Here’s a fun spin on a traditional meal – vegan spinach and artichoke lasagna! I created this recipe a few months ago and it’s been a hit ever since. I’ve had many requests to share it so I finally got around to writing it down. This is a great meal if you are transitioning into a vegan lifestyle or if you just want to do an animal free meal once or twice a week. I hope you enjoy!
Here are the main ingredients you will need. You will also need a few seasonings that most people have handy.
- 1 14 oz pack of extra firm tofu
- 1 10 oz pack of frozen spinach
- 6 oz quartered artichoke hearts (I cut them in half, but whenever we have kids over I cut them even smaller so it’s easier for them to eat).
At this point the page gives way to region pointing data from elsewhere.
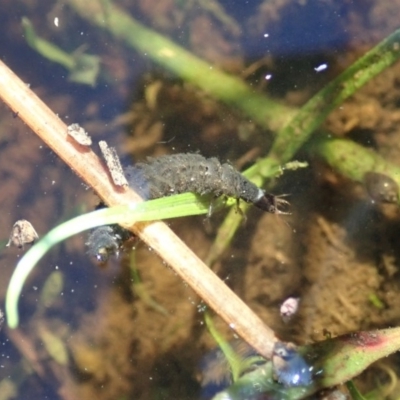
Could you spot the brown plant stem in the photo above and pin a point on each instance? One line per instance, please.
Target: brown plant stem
(26, 105)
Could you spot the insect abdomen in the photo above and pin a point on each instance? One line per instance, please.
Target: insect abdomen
(181, 173)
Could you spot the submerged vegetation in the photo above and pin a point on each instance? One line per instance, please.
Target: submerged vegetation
(276, 368)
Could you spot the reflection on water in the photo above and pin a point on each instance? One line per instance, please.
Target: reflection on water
(338, 251)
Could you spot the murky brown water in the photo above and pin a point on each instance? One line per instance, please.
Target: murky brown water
(337, 252)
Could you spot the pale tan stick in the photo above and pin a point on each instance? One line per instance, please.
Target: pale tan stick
(26, 105)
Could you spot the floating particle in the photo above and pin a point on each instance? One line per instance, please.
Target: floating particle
(22, 233)
(289, 308)
(290, 368)
(79, 135)
(114, 166)
(381, 188)
(321, 67)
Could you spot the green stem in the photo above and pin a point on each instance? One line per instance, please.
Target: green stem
(149, 44)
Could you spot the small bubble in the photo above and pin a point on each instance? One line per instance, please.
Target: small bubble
(321, 67)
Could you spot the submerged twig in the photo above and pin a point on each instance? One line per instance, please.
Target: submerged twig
(157, 235)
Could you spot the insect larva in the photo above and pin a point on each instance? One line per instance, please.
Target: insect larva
(181, 173)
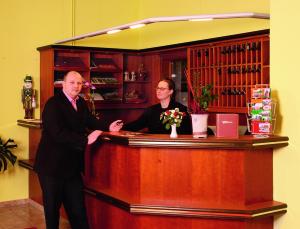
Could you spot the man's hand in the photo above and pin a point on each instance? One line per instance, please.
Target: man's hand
(93, 136)
(116, 126)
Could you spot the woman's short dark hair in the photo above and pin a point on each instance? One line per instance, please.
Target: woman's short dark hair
(171, 86)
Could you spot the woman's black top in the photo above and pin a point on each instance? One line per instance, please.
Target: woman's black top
(151, 119)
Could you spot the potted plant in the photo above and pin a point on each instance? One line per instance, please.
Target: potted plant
(5, 153)
(172, 119)
(202, 97)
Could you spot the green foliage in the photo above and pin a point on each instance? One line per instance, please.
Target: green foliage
(6, 155)
(205, 96)
(171, 117)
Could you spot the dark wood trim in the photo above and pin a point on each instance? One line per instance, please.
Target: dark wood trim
(31, 123)
(135, 139)
(27, 164)
(160, 48)
(249, 212)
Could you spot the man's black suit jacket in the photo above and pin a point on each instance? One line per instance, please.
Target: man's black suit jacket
(64, 137)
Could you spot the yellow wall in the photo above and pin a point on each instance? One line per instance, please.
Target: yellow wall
(285, 80)
(26, 25)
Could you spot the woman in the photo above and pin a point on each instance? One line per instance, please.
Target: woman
(165, 92)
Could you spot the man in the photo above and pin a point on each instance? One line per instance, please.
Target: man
(60, 155)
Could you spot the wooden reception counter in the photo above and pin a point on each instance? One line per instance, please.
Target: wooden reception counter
(146, 181)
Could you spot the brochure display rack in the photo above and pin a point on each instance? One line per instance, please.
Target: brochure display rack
(261, 111)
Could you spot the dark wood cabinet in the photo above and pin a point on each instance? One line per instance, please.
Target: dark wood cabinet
(126, 79)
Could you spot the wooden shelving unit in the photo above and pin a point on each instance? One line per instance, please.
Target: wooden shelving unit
(233, 67)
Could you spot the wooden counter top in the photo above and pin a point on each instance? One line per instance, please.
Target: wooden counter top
(136, 139)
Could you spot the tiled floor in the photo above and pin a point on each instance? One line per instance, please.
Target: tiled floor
(25, 215)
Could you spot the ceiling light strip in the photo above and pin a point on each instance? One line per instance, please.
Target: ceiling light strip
(168, 19)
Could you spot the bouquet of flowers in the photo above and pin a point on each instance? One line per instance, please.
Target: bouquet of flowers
(171, 117)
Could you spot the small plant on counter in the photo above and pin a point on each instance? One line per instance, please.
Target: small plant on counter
(171, 117)
(6, 154)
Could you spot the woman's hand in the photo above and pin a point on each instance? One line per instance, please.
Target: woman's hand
(92, 137)
(116, 126)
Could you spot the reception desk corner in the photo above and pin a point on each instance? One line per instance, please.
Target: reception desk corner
(136, 180)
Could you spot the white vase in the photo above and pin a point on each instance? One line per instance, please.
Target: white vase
(199, 123)
(173, 131)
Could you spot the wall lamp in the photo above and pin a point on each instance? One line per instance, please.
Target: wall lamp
(141, 23)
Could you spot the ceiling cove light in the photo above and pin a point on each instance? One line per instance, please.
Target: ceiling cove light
(167, 19)
(201, 19)
(136, 26)
(113, 31)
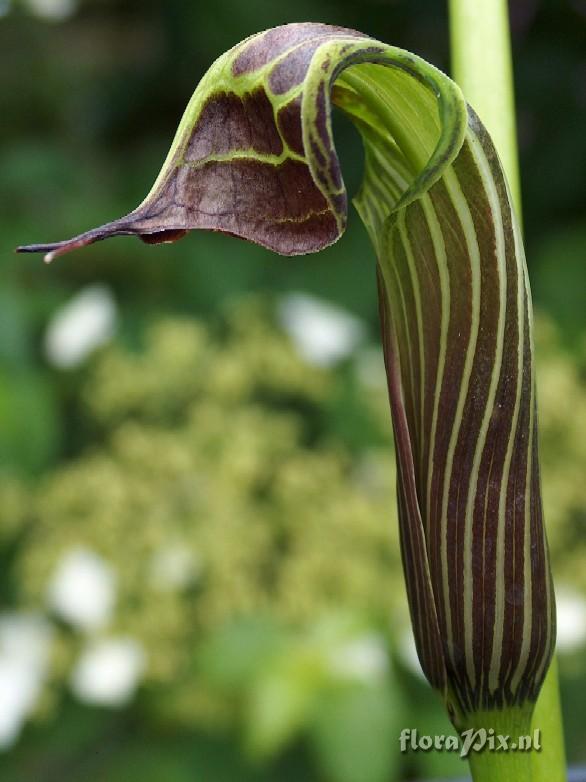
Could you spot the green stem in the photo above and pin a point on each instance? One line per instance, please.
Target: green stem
(495, 764)
(482, 66)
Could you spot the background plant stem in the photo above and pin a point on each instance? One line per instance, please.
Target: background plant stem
(482, 66)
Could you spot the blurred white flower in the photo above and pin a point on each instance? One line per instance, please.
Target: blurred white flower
(25, 642)
(83, 589)
(408, 653)
(109, 671)
(174, 567)
(364, 659)
(52, 10)
(323, 334)
(370, 368)
(571, 620)
(85, 323)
- 1 package of vegan mozzarella (I prefer Daiya and Follow Your Heart brands)
- 1 tbsp lemon juice
- 1- 1 1/2 tsp garlic powder
- 1/2 tsp onion powder
- 1-2 tbsp dried basil
- 1 to 2 tsp Tony’s seasoning
- Salt and pepper to taste
- 1 tbsp ground flax seed
- 12 lasagna noodles (I boil 13-14 in case some fall apart while boiling)
- 1 jar of marinara sauce
The measurements for the seasonings are just suggestions. I generally don’t measure and just eyeball everything so I probably use more than those amounts. Just taste it as you go and add according to your taste preference. 🙂
- Make your flax seed “egg.” Mix 1 tbsp of flax seed with 2-3 tbsp of water and set aside.
- Start boiling your lasagna noodles. Stir often to prevent the noodles from sticking together or to the bottom of the pot.
- Using your hands, lightly squeeze the excess water from the tofu then break into 4-5 chunks and place into a food processor or blender*
- Add all seasonings and lemon juice. Pulse until the consistency is similar to a ricotta cheese…you may need to add a bit more water.
- Move tofu mixture to a medium boil and add spinach, flax egg, mozzarella, artichoke hearts. I also add more Tony’s at this point because you really can’t have too much Tony’s 🙂 (I leave about 1/4 of the cheese to sprinkle on top – you can leave more or less depending on how cheesy you want the top to be).
6. Lay out lasagna noodles on baking sheets or another flat surface.
7. Scoop about 2 tablespoons (I just eyeballed it) of mixture into each noodle then roll the noodle up. Place the roll into a 9×13 glass pan that has a layer of marinara sauce.
8. Continue until you have 12 lasagna rolls. It may seem that not all 12 will fit, but they will.
9. Spread the remaining of the marinara sauce and cheese on top. Bake for 18 to 20 minutes at 375. After 18 minutes, I generally will broil on high for 2 minutes.
10. Enjoy! 🙂
*You do not need a food processor or blender to make this meal. In the past, I have used a fork to just smash the tofu into the correct consistency and then add the seasonings and stir. A food processor makes it easier, but it isn’t difficult to use a fork instead.